Forest City, after failing to get Francis, by then retired and a resident of the United Kingdom, to agree to questions, in July 2019 asked state Supreme Court Justice Saliann Scarpulla to approve a Letter of Request to get the UK courts to help.

In January 2020, Justice Scarpulla granted that request. Francis was to be questioned about the factory site, the labor pool, the modular assembly process, his knowledge of subcontractor quality and design issues, and the causes and reasons for delays. At the time, it was expected that the trial in the case would occur “in or after June 2021.” The settlement, obviously, precluded such questioning.

A breakthrough, or an “experiment”?

Long before Skanska shut down the factory in August 2014, bad blood was brewing. According to an affidavit from Kennedy, after William Flemming, then President of Skanska Building, in January 2014 brought up design issues, Bruce Ratner responded by using “a vulgar street epithet followed by ‘I don't care if it costs you 50 million [dollars] to finish the project ... I'll see you at the grand opening.’"

In April 2014, Kennedy emailed Forest City Chief Operating Officer David Berliner, expressing dismay that the developer had told the New York Times it planned to build the next two Atlantic Yards towers via conventional means, thanks to its upcoming joint venture with Greenland USA. The loss of that pipeline jeopardized Skanska’s investment in the factory.

In response, Berliner noted that the developer had to plan the next building immediately and that only a completed and leased B2--at that point far from finished--would trigger agreed-on conditions for a new modular contract. “As you can see in the press,” Berliner wrote cordially, “we have touted the modular technology experiment.”
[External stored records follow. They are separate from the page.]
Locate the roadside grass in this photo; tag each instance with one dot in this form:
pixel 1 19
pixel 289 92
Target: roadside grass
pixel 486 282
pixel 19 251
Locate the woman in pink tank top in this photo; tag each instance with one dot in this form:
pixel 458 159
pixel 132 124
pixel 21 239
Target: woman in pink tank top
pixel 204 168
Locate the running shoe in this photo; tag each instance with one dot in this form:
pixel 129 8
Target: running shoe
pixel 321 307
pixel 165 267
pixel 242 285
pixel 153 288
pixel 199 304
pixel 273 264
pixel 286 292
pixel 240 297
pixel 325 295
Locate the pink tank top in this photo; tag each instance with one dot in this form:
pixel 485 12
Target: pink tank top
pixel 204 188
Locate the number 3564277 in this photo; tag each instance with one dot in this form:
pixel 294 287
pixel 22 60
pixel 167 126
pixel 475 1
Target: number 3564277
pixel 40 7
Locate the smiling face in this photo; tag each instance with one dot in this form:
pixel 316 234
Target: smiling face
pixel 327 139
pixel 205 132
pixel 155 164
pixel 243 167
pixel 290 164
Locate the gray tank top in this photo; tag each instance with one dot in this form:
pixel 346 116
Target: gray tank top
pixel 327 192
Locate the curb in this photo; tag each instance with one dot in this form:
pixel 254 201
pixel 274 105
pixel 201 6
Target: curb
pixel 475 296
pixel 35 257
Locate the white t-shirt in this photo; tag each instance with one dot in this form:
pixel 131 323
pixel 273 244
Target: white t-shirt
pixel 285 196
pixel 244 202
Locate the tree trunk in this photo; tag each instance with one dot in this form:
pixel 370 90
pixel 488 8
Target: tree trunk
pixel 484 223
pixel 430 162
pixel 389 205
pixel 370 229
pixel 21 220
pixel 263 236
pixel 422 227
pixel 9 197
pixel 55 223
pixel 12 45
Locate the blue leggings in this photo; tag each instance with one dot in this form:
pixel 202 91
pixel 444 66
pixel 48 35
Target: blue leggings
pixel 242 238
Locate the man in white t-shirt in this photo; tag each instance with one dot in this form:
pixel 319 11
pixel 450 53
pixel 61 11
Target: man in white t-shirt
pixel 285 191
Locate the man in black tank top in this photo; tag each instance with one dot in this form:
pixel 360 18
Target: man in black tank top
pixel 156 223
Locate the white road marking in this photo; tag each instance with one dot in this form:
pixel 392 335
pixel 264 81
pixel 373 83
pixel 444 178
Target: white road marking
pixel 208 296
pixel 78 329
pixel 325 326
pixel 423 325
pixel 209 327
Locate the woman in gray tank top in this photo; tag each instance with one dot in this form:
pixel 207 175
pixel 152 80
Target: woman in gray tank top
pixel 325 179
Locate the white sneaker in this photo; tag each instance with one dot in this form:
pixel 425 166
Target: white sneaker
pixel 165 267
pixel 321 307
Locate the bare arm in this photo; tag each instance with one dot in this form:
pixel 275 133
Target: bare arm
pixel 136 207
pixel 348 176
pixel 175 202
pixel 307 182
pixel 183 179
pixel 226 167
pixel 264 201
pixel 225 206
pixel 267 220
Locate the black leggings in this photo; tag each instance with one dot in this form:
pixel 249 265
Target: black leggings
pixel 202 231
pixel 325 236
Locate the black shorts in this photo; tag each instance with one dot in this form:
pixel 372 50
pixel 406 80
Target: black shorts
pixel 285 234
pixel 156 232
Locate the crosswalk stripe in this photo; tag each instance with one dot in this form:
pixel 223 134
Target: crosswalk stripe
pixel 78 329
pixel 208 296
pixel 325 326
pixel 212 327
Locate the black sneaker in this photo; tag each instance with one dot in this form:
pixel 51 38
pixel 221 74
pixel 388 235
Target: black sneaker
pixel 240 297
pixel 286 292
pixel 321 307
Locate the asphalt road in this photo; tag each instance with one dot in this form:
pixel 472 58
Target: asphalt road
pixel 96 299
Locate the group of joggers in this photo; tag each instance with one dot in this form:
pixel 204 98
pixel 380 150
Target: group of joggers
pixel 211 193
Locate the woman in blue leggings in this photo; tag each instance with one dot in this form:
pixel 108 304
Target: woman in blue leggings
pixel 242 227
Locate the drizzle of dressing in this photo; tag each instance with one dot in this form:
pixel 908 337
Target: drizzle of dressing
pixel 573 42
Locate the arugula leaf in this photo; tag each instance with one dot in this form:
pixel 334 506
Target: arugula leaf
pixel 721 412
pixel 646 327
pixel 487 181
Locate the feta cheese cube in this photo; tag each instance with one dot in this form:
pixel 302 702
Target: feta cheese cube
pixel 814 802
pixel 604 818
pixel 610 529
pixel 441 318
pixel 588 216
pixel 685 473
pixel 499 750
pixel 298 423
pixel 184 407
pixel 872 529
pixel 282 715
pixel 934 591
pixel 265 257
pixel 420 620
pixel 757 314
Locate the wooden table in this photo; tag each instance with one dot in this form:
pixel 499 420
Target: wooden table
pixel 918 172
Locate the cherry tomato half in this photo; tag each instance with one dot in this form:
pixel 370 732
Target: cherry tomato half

That phrasing, Kennedy replied with frustration, was “a far cry from the definitive representations” made by Forest City executives about how they’d “cracked the code.”

New wariness

In the wake of B2’s struggles, both modular builders and government sponsors grew wary. “Hopefully, we’ll sign contracts with some hotel developers and some mid-rise projects in Brooklyn,” Krulak said of the modular company, renamed FullStack Modular, in October 2016. (Hotels, of course, feature standardized units.)

“One thing we’ve learned is don’t try to do high-rise,” New York City’s then-Deputy Mayor Alicia Glen said in March 2018. In March 2019, the city announced a seven-story project in East New York involving FullStack Modular.

From 461 Dean website
Forest City, after finishing 461 Dean, withdrew further from the project. In March 2018, not long after announcing it would sell nearly all its remaining Pacific Park share to Greenland USA, it sold 461 Dean, the only tower it owned outright, to Iowa-based Principal Global Investors.

Oddly, as I wrote for TreeHugger in October 2018, several press accounts straightfacedly repeated the claim that the use of modular techniques purportedly allowed Forest City to save 20 percent on construction costs.

Today the 461 Dean website proclaims sunnily that the tower was “handcrafted locally in the Brooklyn Navy Yard as the tallest modular building in the world.”